If one teacher suggests praying for twenty minutes at a time, I’ve started with five.
If another teacher recommends two sessions of prayer daily, I’ve managed to at least get one.
If yet another tells me to pray sitting up straight in a simple chair, I’ve laid down on my yoga mat, letting out the nervous energy through my hands and feet.
My goal is never to stop where I am and call it good enough. Rather, I need a starting point, a place to get into the habit of daily prayer. Once my prayer habits are established, I can take the next step of actually working toward better posture, longer prayer sessions, and more frequent prayer.
But taking that first step? Or the second, third, or fourth steps after that can be challenging, if not dispiriting. I can fall so far short of my ideal that I can forget that prayer is a daily “practice” that also requires… practice.
Much like everyone thinks they can write well enough before seeing how a professional editor can whip a project into shape, we may overestimate our ability to settle into prayer, to slip into an awareness of God, or to trust our worries and cares with God rather than clinging to them with an unending swirl of thoughts. The letting go of our cares and the simple receptivity of prayer can take time to develop.
By assuming I could dive into prayer without a period of learning and adapting, I’ve set myself up for disappointment and disillusionment. I was lost in a maze of my own making, uncertain about what to do next because I just couldn’t manage to meet the expectations I’d set for prayer. I thought that I could hit the ground running, immediately putting prayer practices into place without a time of struggle or even failure.
I finally found my way forward by embracing each faltering step toward the goals of contemplative prayer teachers. I gradually built my way toward longer and more regular periods of prayer.
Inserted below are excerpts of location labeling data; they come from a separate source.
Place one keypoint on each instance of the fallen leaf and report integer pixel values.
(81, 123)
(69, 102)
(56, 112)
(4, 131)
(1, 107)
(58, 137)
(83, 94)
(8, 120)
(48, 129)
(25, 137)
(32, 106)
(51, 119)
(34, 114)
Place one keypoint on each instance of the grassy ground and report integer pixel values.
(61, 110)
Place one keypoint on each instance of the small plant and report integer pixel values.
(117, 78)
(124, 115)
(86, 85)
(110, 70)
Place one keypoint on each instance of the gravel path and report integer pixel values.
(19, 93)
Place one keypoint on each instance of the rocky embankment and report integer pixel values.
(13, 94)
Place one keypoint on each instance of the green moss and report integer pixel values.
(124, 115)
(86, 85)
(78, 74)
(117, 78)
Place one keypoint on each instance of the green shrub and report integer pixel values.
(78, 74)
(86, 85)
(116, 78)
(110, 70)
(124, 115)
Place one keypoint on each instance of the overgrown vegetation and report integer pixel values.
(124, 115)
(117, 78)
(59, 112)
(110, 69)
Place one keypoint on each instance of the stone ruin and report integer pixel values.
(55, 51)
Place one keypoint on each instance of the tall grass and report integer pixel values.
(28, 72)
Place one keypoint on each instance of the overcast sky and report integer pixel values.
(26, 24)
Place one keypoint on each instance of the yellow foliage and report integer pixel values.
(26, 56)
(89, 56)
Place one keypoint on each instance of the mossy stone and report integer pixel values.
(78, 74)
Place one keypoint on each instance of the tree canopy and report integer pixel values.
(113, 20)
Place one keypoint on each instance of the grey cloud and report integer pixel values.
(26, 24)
My mindset has shifted from focusing on results to focusing on the process. I still have the guidance of teachers and authors in mind, but I’m not drowning in guilt or shame either.
Of course there’s a risk of setting the bar too low. That’s the risk of grace after all. In my own past, the fear of “abusing” grace has pushed me too far toward the fear of letting God down or suffering God’s wrath and anger.
There is a lot of hope to be found in the promise that we are God’s beloved children imperfectly reaching for God, failing at times, but ultimately finding that we were being held all the while as we tried to find God in each daily moment of prayer.